Stereo-cyclopean image feature matching. To fine-tune the co-registration of the stereo and cyclopean images, image features were extracted and matched across the two images. To facilitate extraction of equivalent features in the two images, the images were first pre-processed: Both images were converted to greyscale, the stereo image was undistorted, using the known camera parameters (undistortImage) resized and then slightly blurred (imgaussfilt) to match the cyclopean image. Finally, to overcome the differences in luminance range and tone-mapping of the two images, the cyclopean image was adjusted using imhistmatch to match the distribution (maintaining ordinality) of the stereo image (Figure 3).

Figure 3. Cyclopean image reprojected from the panorama (left) and left image of stereo pair (right), each showing a random selection of 100 extracted (unmatched) features. Crosses give the feature location, and circles give the feature scale.

Image features were identified iteratively (separately for each image) using detectSURFFeatures, reducing the threshold for feature detection until at least 400 were identified (typically many times that). The resultant features (Figure 3) were characterized (extractFeatures) and then matched across the two images (matchFeatures, Figure 4). Using the image locations of the matched features, the geometric transformation between the two cameras was determined (estimateFundamentalMatrix) and outlier matches (with non-trivial vertical disparities) were rejected. If less than 250 valid matched points remained, the process of matching and identifying features was repeated, with more lenient thresholds for identification and initial matching. After 10 such unsuccessful iterations, the scene & view was discarded.
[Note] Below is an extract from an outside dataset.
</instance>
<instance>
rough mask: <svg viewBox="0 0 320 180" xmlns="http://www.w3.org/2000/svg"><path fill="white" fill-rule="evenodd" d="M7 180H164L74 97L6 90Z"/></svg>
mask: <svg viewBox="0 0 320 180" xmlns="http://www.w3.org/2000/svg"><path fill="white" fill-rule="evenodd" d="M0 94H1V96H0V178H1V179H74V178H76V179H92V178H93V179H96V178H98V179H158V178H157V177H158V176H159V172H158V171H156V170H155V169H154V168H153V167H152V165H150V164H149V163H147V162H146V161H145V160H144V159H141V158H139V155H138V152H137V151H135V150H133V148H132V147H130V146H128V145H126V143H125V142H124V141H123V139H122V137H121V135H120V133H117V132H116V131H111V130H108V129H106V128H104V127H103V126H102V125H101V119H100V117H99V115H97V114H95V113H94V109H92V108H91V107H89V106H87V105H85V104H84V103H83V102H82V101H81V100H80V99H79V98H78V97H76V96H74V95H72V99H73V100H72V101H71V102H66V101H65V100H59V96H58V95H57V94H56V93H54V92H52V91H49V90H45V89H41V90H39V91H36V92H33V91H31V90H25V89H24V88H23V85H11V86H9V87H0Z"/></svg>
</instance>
This failure occurred for scenes with predominantly homogenous textures, e.g. water and sky or grassy field and sky.

Figure 4. Matched features for the two images, shown as a red-blue ‘analgyph’.

Step 4

Find the world coordinates (x, y, z) of the matched features. Using the mapping between cyclopean and panorama images, the elevation and azimuth of each matched feature was found. With the panorama and LiDAR point cloud already co-registered, the LiDAR point closest to the centre of each image feature was identified (LiDAR has higher spatial resolution than panorama).

Step 5

Project LiDAR data to stereo image. First, the precise position and orientation of the stereo camera, with respect to the LiDAR point cloud, was determined using estimateWorldCameraPose. The goodness of fit of the estimated camera pose was evaluated by the SSE of reprojected LiDAR points relative to the left eye’s image points (using cameraPoseToExtrinsics and worldToImage). A grid search of horizontal and vertical field of view parameters near to the nominal values identified the optimal camera pose estimate, i.e. that which minimised the SSE. Using the optimized camera pose estimate, the function worldToImage was used to project all LiDAR points within the appropriate region of point cloud to the image plane, to create the depth map.

The spatial resolution of the LiDAR data is not constant across the image plane, having its minimum at zero elevation. Accordingly, depth maps, with associated stereo image pairs are provided at two different spatial resolutions. The first, 600 x 900 (i.e. 0.15 scale of the original stereo images) ensures that all pixels within the depth map are filled (other than non-returns for sky, etc). The second, 688 x 1032 provides more LiDAR depth points, but leaves a few undefined pixels in the periphery of the depth map.

Figure 5: Left eye’s stereo image, with re-projected LiDAR points. As can be seen, occasional false matches made it through the feature-matching process. Right image: depth map from LiDAR.

Step 6

LiDAR data and stereo images were captured sequentially. Thus, for some scenes, objects (e.g., cars, people) moved during the intervening minutes. For each of these scene views a depth mask was created to define these regions containing motion artefacts.

These regions were identified manually via inspection of a GIF created from the left stereo image and the LiDAR intensity data.